The capture or utilization of CO2 from industrial sources (i.e., fossil-fueled power plants, cement plants and industrial furnaces) is the priority for achieving carbon reduction. The calcium looping (CaL) process is a promising technology for CO2 capture, where CaO exhibits excellent potential for high temperature CO2 absorbent applications in terms of low cost, abundant storages and high theoretical capture capacity. In addition, integrated CO2 capture-conversion (ICCC) technology is an emerging integrated process that achieves cost reduction and efficiency by capturing CO2 directly from industrial flue gases using Ca-based bifunctional materials (i.e., absorbents and catalysts, DFMs) and simultaneously converting them into high value-added chemicals. In this work, the research progress of Ca-based materials as CO2 absorbents and bifunctional materials are respectively reviewed. The sintering of CaO during the carbonation/calcination cycle caused its absorption capacity to decrease rapidly with the number of cycles, thus limiting the application of Ca-based absorbents.
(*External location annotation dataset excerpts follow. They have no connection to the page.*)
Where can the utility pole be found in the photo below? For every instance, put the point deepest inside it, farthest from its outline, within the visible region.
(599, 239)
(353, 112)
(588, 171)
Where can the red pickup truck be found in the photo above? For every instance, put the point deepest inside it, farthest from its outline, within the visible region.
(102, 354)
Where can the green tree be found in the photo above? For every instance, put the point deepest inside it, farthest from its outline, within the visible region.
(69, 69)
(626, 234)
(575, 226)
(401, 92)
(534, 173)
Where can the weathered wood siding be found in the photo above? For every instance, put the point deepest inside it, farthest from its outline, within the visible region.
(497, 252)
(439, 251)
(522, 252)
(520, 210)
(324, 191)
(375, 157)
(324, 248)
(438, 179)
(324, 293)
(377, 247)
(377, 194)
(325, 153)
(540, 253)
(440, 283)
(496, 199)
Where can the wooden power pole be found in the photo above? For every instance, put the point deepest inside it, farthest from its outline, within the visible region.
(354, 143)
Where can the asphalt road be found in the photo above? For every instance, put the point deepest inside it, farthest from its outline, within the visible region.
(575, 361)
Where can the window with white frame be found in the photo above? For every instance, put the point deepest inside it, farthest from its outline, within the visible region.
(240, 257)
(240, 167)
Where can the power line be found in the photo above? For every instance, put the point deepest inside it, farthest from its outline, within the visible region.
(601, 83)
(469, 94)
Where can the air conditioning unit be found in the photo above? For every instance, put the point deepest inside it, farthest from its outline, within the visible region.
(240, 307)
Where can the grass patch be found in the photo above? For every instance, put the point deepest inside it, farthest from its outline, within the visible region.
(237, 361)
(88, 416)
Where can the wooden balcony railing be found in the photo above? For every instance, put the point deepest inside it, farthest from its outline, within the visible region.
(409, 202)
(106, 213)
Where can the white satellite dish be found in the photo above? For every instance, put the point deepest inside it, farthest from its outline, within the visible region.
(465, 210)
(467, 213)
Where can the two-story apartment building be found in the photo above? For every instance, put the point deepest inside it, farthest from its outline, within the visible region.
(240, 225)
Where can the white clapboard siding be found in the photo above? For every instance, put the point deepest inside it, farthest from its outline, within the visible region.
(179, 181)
The first section summarizes the incorporation of alkali metals, the optimization of inert components, and the synthesis of highly porous structures to slow down the sintering of CaO particles. Meanwhile, the effects of reaction temperature (carbonation and calcination temperatures) and reaction atmosphere (SO2, H2O and concentrated CO2) on the sintering of CaO pellets are also reviewed. Furthermore, in response to the research progress of ICCC process, the second section analyses and discusses the influence of reaction conditions such as temperature and impurity gases (i.e., NOx, SOx, H2O and O2, etc.) in the flue gas on ICCC for guidance of future research. Subsequently, the development of Ca-based DFMs categorized by the catalytic component (i.e., Ni, Ru, etc.) is reviewed, including their performance and potential reaction mechanisms. The interaction mechanism between catalyst and absorbent in Ca-based DFMs is reviewed. Finally, the future development of Ca-based CO2 absorbents and bifunctional materials are envisaged. It is also hoped that this work will help researchers to provide effective guidelines in the field of the preparation and reaction conditions of Ca-based materials.